Définition
Procédé consistant à projeter pneumatiquement du mortier ou du béton à haute vitesse depuis une buse sur une surface réceptrice : l’énergie d’impact compacte et assure l’adhérence, ce qui permet de réaliser parois, réparation ou renforcement structural souvent sans coffrage traditionnel.

Principe

Principe
La projection à grande vitesse densifie la couche déposée par impact et développement d’adhérence ; la performance dépend de la formulation (cohésion, maniabilité, granulométrie), de la technique de buse, du contrôle des rebonds, de l’épaisseur des couches, du positionnement de l’armature et d’un cure adapté : ces variables gouvernent densité, adhérence et durabilité.

Démonstration

Démonstration
Scénario illustratif → Lors d’une progression de tunnel, on projette du béton sur la roche fraîche avec treillis métallique et fibres d’acier pour un étaiement immédiat.
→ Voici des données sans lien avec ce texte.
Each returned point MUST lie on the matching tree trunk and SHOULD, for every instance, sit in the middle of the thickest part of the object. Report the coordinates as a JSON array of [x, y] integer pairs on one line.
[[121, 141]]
Reconnaissance : les opérateurs règlent distance buse‑paroi, formulation et séquence de couches pour atteindre épaisseur et adhérence requises. Action : couche d’accrochage, incorporation du treillis, couches structurelles et cure. Conséquence : soutien circumferentiel rapide sans coffrage ; une mauvaise technique de projection ou formulation entraîne fort rebond et faible densité, réduisant la capacité portante.

Mauvaise application

Mauvaise application
Présumer que le béton projeté est interchangeable avec du béton coulé en place et prescrire mêmes épaisseurs et armatures sans tenir compte de la méthode de mise en œuvre et de compaction. L’erreur sémantique est d’équivaloir un dépôt projeté à un coulage de même épaisseur sans considérer rebond, porosité et adhérence, ce qui conduit à des réparations ou doublages insuffisants.

Conséquence

Conséquence
Bien appliqué, le béton projeté permet une pose rapide, une excellente adaptation aux géométries irrégulières et moins de coffrage ; un mauvais dosage, une technique de buse inappropriée ou un contrôle insuffisant entraînent dépôts peu denses, mauvais adhérence, délamination, durabilité réduite et risque d’échec de l’ouvrage.

Inversion

Inversion
Pour des éléments nécessitant tolérances dimensionnelles strictes, fini de surface précis ou armatures conventionnelles denses, le béton coulé en place ou préfabriqué est préférable ; la projection est aussi limitée pour des mises en place immergées sans techniques spécialisées.

Limite

Limite
Clairement dans la définition : soutènement de tunnel par béton projeté posé contre roche avec treillis et couches structurales. Cas limite : finitions architecturales en couche mince ou gunite à sec où la résistance est plus faible et des reprises peuvent être nécessaires. Claire­ment hors définition : dalle coulée en place dans un coffrage conventionnel.

Tension sémantique

Tension sémantique
Adaptabilité et rapidité vs contrôle qualité et inspectabilité : le béton projeté permet pose rapide et faible coffrage mais accroît la dépendance à la qualification des opérateurs, à la formulation et au contrôle afin d’assurer densité et durabilité ; il faut arbitrer exécution expeditive y verificación.

Synthèse

Synthèse
Le béton projeté est une méthode de mise en œuvre qui transforme l’énergie cinétique d’impact en compactage et adhérence ; elle est adaptée aux géométries irrégulières et au soutien rapide, mais exige formulation, geste opérateur et contrôles spécifiques pour atteindre l’équivalence structurelle du béton coulé.